Thermodynamics and kinetics of inhibitor binding to human equilibrative nucleoside transporter subtype-1.

Many nucleoside transport inhibitors are in clinical use as anti-cancer, vasodilator and cardioprotective drugs. However, little is known about the binding energetics of these inhibitors to nucleoside transporters (NTs) due to their low endogenous expression levels and difficulties in the biophysical characterization of purified protein with ligands.
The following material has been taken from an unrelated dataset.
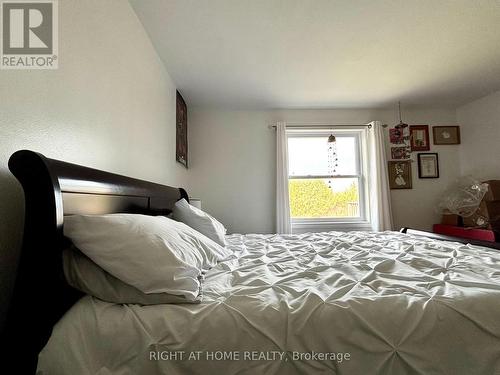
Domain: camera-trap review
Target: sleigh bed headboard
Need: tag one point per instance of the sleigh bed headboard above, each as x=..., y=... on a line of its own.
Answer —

Here, we present kinetics and thermodynamic analyses of inhibitor binding to the human equilibrative nucleoside transporter-1 (hENT1), also known as SLC29A1. Using a radioligand binding assay, we obtained equilibrium binding and kinetic rate constants of well-known NT inhibitors--[(3)H]nitrobenzylmercaptopurine ribonucleoside ([(3)H]NBMPR), dilazep, and dipyridamole--and the native permeant, adenosine, to hENT1. We observed that the equilibrium binding affinities for all inhibitors decreased whereas, the kinetic rate constants increased with increasing temperature. Furthermore, we found that binding is enthalpy driven and thus, an exothermic reaction, implying that the transporter does not discriminate between its inhibitors and substrates thermodynamically. This predominantly enthalpy-driven binding by four chemically distinct ligands suggests that the transporter may not tolerate diversity in the type of interactions that lead to high affinity binding. Consistent with this, the measured activation energy of [(3)H]NBMPR association was relatively large (20 kcal mol(-1)) suggesting a conformational change upon inhibitor binding. For all three inhibitors the enthalpy (ΔH°) and entropy (ΔS°) contributions to the reaction energetics were determined by van't Hoff analysis to be roughly similar (25-75% ΔG°). Gains in enthalpy with increasing polar surface area of inhibitors suggest that the binding is favored by electrostatic or polar interactions between the ligands and the transporter.